Have you heard of the Satisfyer? This clitoral suction toy uses a combination of suction and air to circle the clitoris and simulate oral sex. Such toys are wildly popular—which is why it might be a good idea to mimic the sensation with your mouth.

To use your mouth, wrap your lips around the clit and suck on it, to form a good vacuum seal, and then lick the clit at the same time while you suck. This takes some practice to be able to pull off for a continuous amount of time but is worth it. It’s a good finishing move!

And if you want to bring in a sucking sex toy while you use your hands or tongue for a little penetration, more power to you!
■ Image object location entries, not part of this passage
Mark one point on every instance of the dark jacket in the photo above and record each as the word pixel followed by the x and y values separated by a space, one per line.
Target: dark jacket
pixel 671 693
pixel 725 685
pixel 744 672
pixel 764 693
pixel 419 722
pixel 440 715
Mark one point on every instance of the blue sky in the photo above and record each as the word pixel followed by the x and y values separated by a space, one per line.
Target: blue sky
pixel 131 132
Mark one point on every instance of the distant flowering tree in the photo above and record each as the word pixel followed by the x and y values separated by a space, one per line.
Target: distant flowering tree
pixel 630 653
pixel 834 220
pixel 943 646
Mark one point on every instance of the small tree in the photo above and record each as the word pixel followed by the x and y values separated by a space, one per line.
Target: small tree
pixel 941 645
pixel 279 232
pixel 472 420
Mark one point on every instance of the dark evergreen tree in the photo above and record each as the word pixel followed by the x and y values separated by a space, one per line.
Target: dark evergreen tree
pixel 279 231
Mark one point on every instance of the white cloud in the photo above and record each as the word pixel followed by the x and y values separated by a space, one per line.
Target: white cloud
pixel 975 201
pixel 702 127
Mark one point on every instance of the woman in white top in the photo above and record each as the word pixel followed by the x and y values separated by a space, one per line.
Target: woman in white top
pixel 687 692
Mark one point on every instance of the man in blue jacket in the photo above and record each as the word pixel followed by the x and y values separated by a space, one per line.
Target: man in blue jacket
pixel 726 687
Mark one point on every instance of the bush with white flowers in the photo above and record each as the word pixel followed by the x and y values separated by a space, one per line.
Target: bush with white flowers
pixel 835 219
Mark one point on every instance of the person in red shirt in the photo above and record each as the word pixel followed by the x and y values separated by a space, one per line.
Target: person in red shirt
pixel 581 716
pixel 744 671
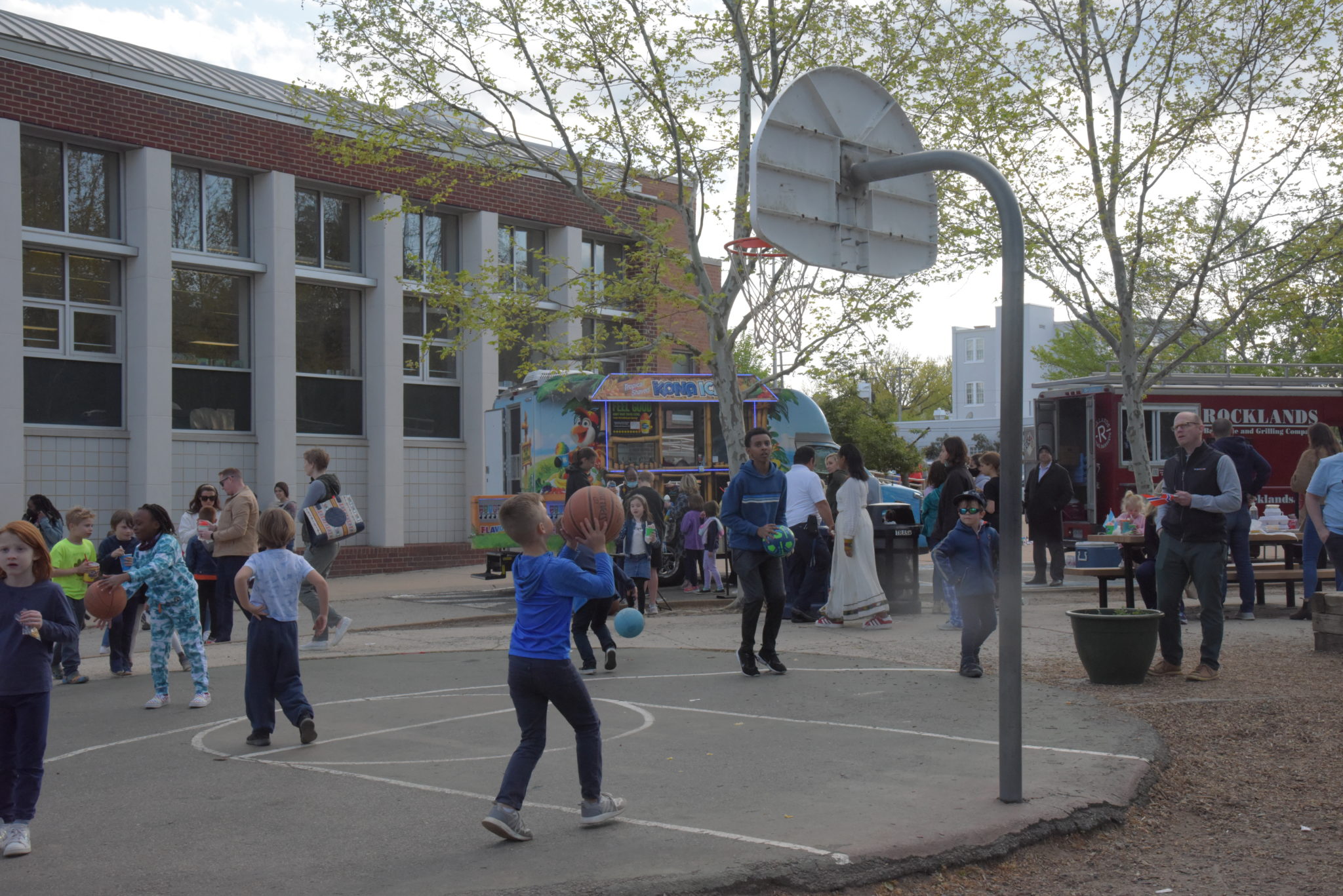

Listen to their physical and verbal responses.

Pay attention to both verbal and physical cues. The things we do, rather than say, can be helpful guides to what someone is liking (or not liking). If your partner is pushing their vulva into your face and moaning, you can be pretty sure what you’re doing is working. If they’re pulling away or are lying there, dead silent, try something else. And once again, there is nothing unsexy about asking someone if what you’re doing feels good.

Enjoy yourself.

Cunnilingus is about your partner’s pleasure first, but that doesn’t mean you can’t enjoy yourself. There is nothing hotter than someone who absolutely loves eating pussy. In the same way that it’s so much hotter when you can tell that your partner actually enjoys giving a blowjob when you show that you enjoy it and it is genuine, the technique doesn’t matter as much.